Przegrywa kapitalizm, ale tylko demokracja i rynek zapewnią sprawiedliwość i dobrobyt na świecie.

Każdy kryzys kiedyś się kończy i niezależnie od tego, jak ponura wydawałaby się obecna sytuacja, ten kryzys gospodarczy też minie. Żaden kryzys natomiast, zwłaszcza tak poważny, nie odchodzi, nie pozostawiając po sobie śladu. Takim śladem tego kryzysu będzie między innymi światowa walka o poglądy, o to, jaki system gospodarczy przyniesie najwięcej korzyści największej liczbie ludzi. Ta walka stała się najbardziej zaciekła w krajach trzeciego świata, pośród 80 proc. ludności świata mieszkającej w Azji, Ameryce Łacińskiej i Afryce, z których 1,4 miliardy utrzymuje się za mniej niż 1,25 USD na dzień. W Ameryce nazwanie kogoś socjalistą to po prostu cios poniżej pasa. W wielu miejscach na świecie walka między kapitalizmem a socjalizmem, albo przynajmniej czymś, co wielu Amerykanów nazwałoby socjalizmem, jest wciąż żywa. Na obecnym kryzysie nikt nie wygrał, ale wielu przegrało, a jednym z największych przegranych jest poparcie dla amerykańskiego kapitalizmu. Konsekwencje tego zdarzenia będą nam towarzyszyły przez wiele lat.

Upadek muru berlińskiego w 1989 roku był symbolem końca komunizmu jako realnego poglądu. To prawda, że problemy z komunizmem pojawiały się od kilkudziesięciu lat, ale po 1989 roku trudno było komukolwiek powiedzieć choćby słowo w jego obronie. Przez jakiś czas wydawało się, że porażka komunizmu oznacza pewne zwycięstwo kapitalizmu, zwłaszcza w jego amerykańskiej odmianie.
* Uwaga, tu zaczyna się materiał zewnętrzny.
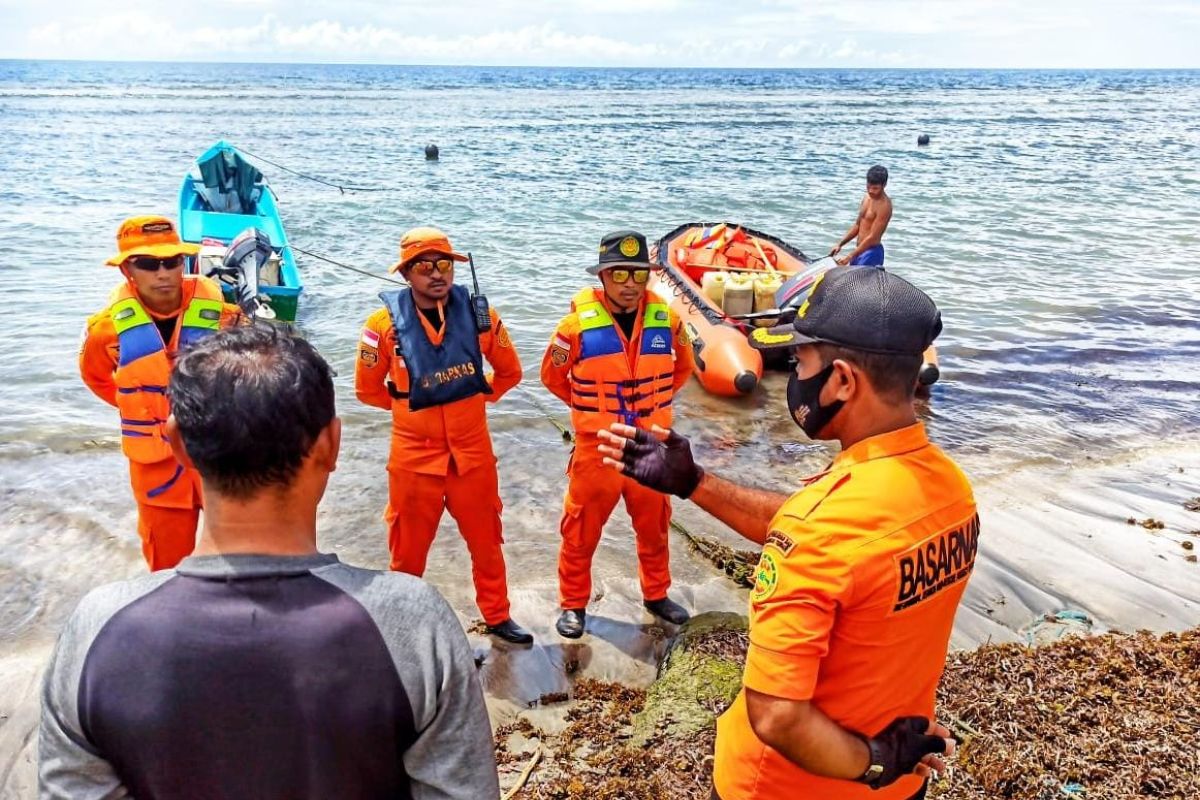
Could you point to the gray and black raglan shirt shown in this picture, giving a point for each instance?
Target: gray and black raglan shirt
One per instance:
(265, 677)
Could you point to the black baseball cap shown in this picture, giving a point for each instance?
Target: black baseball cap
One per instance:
(859, 307)
(622, 248)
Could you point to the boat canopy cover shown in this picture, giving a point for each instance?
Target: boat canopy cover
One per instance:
(231, 182)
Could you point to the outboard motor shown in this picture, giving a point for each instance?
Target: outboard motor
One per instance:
(245, 257)
(790, 296)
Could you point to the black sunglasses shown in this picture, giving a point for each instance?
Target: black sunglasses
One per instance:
(151, 264)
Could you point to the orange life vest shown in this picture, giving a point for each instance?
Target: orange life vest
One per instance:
(610, 384)
(144, 367)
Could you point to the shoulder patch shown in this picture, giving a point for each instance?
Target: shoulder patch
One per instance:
(780, 541)
(766, 577)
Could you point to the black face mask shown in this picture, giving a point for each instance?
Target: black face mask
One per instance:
(804, 403)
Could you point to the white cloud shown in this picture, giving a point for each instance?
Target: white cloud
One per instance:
(616, 32)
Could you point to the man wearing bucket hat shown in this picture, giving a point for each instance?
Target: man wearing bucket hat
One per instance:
(862, 569)
(618, 356)
(125, 359)
(421, 358)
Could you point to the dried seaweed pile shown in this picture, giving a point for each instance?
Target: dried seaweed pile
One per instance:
(595, 758)
(1113, 716)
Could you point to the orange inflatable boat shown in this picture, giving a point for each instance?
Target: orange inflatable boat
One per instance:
(723, 280)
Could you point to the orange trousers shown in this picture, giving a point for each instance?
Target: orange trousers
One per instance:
(168, 535)
(415, 503)
(592, 493)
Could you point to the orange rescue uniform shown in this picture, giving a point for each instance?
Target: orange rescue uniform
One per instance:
(852, 607)
(168, 495)
(441, 458)
(606, 377)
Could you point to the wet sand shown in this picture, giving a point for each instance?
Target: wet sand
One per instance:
(1054, 537)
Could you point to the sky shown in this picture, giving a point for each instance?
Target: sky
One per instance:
(995, 34)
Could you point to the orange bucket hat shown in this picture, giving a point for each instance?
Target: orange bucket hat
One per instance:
(419, 241)
(149, 235)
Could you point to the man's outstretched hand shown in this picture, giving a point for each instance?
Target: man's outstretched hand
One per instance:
(910, 745)
(658, 458)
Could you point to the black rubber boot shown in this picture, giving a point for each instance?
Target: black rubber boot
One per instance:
(511, 632)
(570, 623)
(667, 609)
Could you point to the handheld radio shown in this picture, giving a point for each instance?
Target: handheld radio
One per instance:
(479, 302)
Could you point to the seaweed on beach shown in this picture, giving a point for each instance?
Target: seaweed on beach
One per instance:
(1111, 716)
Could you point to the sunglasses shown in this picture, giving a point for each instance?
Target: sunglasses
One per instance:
(622, 276)
(425, 269)
(151, 264)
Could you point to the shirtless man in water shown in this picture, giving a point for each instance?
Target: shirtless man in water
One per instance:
(874, 216)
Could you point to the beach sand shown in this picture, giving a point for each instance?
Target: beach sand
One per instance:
(1054, 539)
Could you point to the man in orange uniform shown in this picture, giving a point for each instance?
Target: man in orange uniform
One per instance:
(619, 356)
(125, 358)
(862, 570)
(421, 358)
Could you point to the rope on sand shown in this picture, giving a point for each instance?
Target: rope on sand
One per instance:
(525, 775)
(738, 565)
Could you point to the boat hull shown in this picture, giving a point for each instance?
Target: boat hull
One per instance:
(726, 365)
(198, 223)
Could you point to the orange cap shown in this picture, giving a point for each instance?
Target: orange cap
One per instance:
(149, 235)
(419, 241)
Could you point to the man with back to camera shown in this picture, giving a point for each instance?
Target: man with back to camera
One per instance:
(874, 215)
(421, 358)
(261, 667)
(862, 570)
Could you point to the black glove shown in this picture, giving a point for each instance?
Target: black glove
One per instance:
(898, 749)
(665, 467)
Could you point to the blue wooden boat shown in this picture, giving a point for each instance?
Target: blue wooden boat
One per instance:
(223, 196)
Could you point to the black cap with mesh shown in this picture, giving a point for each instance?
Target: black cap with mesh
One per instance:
(864, 308)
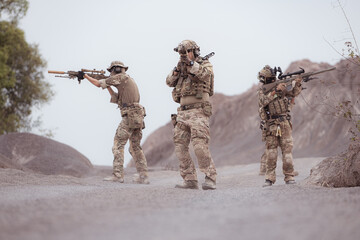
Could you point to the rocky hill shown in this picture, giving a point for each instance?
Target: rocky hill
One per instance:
(235, 134)
(32, 153)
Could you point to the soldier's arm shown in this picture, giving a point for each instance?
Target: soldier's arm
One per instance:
(114, 95)
(92, 80)
(297, 88)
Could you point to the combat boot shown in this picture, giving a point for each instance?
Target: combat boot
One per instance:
(268, 183)
(114, 178)
(191, 184)
(209, 184)
(142, 179)
(290, 182)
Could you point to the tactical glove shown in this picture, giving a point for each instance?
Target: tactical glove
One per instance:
(80, 75)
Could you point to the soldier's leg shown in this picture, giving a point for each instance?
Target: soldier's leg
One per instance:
(120, 139)
(272, 153)
(263, 164)
(182, 141)
(137, 152)
(200, 136)
(286, 145)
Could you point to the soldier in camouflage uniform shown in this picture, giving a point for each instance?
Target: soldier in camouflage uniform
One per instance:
(131, 125)
(276, 106)
(193, 80)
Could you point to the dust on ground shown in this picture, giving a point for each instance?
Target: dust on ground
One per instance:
(35, 206)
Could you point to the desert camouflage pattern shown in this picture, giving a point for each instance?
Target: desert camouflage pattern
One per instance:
(192, 121)
(278, 131)
(130, 128)
(200, 77)
(127, 90)
(134, 135)
(285, 142)
(263, 164)
(193, 125)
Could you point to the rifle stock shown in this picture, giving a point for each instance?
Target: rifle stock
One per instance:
(305, 76)
(97, 74)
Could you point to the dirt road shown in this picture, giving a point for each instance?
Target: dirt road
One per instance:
(59, 207)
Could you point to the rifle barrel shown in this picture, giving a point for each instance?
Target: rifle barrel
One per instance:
(57, 72)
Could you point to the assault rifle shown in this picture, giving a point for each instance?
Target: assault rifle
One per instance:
(289, 77)
(97, 74)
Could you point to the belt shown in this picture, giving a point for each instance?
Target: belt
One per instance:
(193, 106)
(281, 117)
(129, 105)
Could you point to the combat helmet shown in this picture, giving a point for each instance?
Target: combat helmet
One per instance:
(117, 64)
(188, 45)
(267, 74)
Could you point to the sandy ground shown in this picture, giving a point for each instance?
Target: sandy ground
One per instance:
(59, 207)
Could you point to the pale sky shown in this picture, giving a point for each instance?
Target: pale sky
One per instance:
(245, 35)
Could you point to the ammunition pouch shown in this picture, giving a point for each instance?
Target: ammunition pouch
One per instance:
(176, 96)
(135, 114)
(206, 106)
(279, 106)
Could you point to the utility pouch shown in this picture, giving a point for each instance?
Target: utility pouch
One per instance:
(175, 96)
(207, 109)
(173, 119)
(272, 129)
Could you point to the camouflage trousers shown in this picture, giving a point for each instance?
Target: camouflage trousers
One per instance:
(279, 135)
(123, 134)
(193, 125)
(263, 164)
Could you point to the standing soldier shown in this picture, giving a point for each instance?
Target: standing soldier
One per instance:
(278, 125)
(193, 83)
(132, 123)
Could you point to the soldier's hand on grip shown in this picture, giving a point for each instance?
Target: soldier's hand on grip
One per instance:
(80, 75)
(281, 87)
(298, 79)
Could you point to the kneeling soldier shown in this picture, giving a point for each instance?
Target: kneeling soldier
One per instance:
(132, 123)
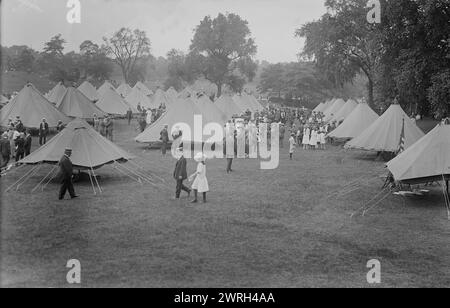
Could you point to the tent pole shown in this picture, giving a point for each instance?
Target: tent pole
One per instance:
(20, 179)
(90, 162)
(43, 179)
(92, 182)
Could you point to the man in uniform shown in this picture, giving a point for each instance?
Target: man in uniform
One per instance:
(66, 170)
(180, 174)
(5, 150)
(43, 132)
(164, 139)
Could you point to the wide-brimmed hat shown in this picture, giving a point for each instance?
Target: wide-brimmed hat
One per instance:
(199, 157)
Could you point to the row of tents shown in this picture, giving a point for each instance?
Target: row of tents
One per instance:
(426, 158)
(63, 103)
(184, 109)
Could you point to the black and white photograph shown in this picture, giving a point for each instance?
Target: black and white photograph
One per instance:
(221, 151)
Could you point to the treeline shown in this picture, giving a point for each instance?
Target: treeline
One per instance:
(222, 52)
(406, 55)
(92, 61)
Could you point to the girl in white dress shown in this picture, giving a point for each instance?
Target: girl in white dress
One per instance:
(305, 141)
(200, 184)
(314, 139)
(292, 145)
(322, 138)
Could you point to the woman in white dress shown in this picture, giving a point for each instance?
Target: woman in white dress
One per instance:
(314, 139)
(200, 184)
(305, 141)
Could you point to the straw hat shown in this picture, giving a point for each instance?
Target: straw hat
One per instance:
(199, 157)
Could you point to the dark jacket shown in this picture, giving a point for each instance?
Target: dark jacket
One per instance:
(28, 141)
(43, 129)
(5, 147)
(66, 168)
(180, 169)
(164, 135)
(20, 145)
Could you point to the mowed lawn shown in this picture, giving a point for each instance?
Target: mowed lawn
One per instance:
(278, 228)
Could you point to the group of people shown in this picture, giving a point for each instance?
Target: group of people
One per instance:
(104, 126)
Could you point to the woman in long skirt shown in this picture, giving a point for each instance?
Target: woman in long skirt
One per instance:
(305, 141)
(200, 184)
(313, 140)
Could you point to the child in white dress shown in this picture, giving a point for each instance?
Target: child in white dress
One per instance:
(306, 138)
(322, 138)
(313, 140)
(200, 184)
(292, 145)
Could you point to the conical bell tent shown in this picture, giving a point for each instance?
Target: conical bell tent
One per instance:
(344, 112)
(172, 94)
(425, 161)
(226, 104)
(160, 99)
(319, 107)
(123, 90)
(210, 112)
(180, 111)
(89, 91)
(334, 109)
(359, 120)
(137, 98)
(90, 150)
(74, 104)
(385, 133)
(56, 93)
(111, 102)
(143, 88)
(32, 107)
(105, 87)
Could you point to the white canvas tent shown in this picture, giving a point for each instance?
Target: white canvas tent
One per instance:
(384, 134)
(333, 109)
(359, 120)
(56, 93)
(345, 111)
(105, 86)
(32, 107)
(111, 102)
(143, 88)
(210, 112)
(75, 104)
(425, 161)
(123, 90)
(319, 107)
(138, 98)
(172, 94)
(226, 104)
(88, 90)
(180, 111)
(160, 99)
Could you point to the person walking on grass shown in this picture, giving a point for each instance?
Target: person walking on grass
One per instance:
(5, 150)
(28, 141)
(292, 145)
(66, 171)
(164, 137)
(180, 174)
(43, 132)
(200, 184)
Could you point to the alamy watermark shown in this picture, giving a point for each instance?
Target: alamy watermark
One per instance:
(374, 15)
(216, 141)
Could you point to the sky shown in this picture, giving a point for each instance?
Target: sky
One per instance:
(168, 23)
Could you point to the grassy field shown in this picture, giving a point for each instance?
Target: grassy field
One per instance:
(279, 228)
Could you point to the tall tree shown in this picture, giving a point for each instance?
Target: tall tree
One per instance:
(343, 43)
(128, 47)
(227, 47)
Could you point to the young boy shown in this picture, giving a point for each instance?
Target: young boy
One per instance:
(292, 145)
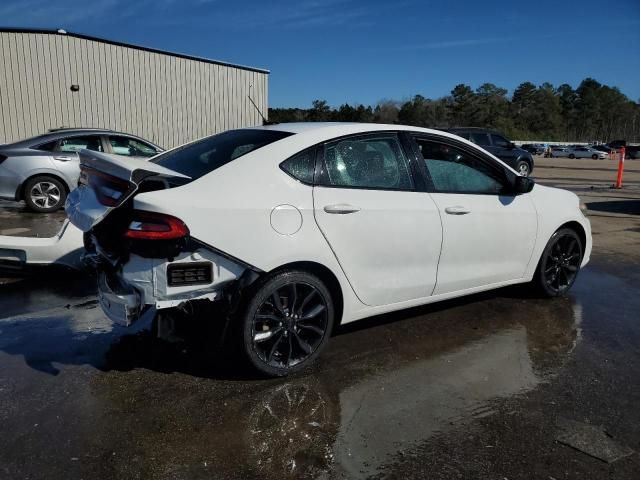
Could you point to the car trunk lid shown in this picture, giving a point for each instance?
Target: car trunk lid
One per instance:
(107, 182)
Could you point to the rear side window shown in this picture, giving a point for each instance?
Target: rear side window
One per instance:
(75, 144)
(454, 171)
(375, 161)
(130, 147)
(481, 139)
(500, 141)
(301, 166)
(46, 147)
(204, 156)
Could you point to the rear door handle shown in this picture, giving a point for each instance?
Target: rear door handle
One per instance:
(457, 210)
(341, 209)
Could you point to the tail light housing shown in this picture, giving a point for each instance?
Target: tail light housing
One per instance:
(109, 190)
(155, 226)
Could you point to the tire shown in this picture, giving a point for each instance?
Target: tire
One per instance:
(277, 340)
(560, 259)
(44, 194)
(523, 168)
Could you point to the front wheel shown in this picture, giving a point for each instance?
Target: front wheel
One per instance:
(286, 323)
(44, 194)
(559, 264)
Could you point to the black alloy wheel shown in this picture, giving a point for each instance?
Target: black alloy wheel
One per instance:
(287, 322)
(560, 263)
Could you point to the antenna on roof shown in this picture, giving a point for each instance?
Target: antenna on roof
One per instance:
(264, 119)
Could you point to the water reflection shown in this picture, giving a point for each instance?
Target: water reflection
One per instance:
(381, 388)
(353, 422)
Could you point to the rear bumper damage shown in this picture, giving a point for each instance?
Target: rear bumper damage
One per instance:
(141, 284)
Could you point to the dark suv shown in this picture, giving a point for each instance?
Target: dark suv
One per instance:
(496, 143)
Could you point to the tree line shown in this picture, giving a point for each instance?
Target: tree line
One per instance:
(591, 112)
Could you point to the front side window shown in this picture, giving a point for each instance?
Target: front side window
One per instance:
(372, 161)
(499, 141)
(75, 144)
(130, 147)
(481, 139)
(203, 156)
(453, 170)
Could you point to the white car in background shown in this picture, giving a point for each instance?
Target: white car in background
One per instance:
(587, 152)
(301, 227)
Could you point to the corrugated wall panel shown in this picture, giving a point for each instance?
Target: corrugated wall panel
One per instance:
(167, 99)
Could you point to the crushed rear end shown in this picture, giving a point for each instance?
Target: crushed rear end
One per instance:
(144, 260)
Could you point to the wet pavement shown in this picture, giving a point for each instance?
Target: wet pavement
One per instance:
(498, 385)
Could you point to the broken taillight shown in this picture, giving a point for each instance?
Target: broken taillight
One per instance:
(109, 190)
(155, 226)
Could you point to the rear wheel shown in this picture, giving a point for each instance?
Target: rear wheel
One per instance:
(44, 194)
(286, 322)
(559, 264)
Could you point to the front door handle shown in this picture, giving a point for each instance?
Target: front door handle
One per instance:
(457, 210)
(341, 209)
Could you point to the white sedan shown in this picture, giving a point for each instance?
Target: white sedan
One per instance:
(302, 227)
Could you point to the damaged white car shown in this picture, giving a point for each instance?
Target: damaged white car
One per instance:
(301, 227)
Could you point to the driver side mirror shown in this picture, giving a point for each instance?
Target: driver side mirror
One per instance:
(523, 185)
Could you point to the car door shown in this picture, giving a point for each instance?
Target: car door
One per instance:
(385, 233)
(65, 155)
(488, 233)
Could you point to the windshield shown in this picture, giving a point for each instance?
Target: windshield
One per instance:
(199, 158)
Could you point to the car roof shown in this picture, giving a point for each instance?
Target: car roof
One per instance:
(347, 128)
(58, 133)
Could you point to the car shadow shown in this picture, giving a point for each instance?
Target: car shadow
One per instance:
(629, 207)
Francis Fukuyama posunął się nawet do ogłoszenia „końca historii”, twierdząc, że demokratyczny kapitalizm rynkowy to ostatnia faza rozwoju społecznego, i oświadczając, że cała ludzkość zmierza obecnie w tym kierunku. W istocie, historycy uznają te 20 lat, które upłynęły od 1989 roku, za krótki okres amerykańskiego triumfalizmu. Okres ten zakończył się wraz z upadkiem wielkich banków i domów finansowych, a także wraz z gospodarczym zamieszaniem i chaotycznymi próbami ratunku, które po nich nastąpiły. Zakończyła się też dyskusja na temat „fundamentalizmu rynkowego”, poglądu mówiącego, że nieskrępowane rynki same mogą zapewnić dostatek gospodarczy i wzrost. Dziś tylko ci, którzy się łudzą, mogliby twierdzić, że rynki same się naprawiają i że możemy liczyć na to, że wszystko będzie odbywać się uczciwie i poprawnie dzięki interesownemu zachowaniu uczestników rynku.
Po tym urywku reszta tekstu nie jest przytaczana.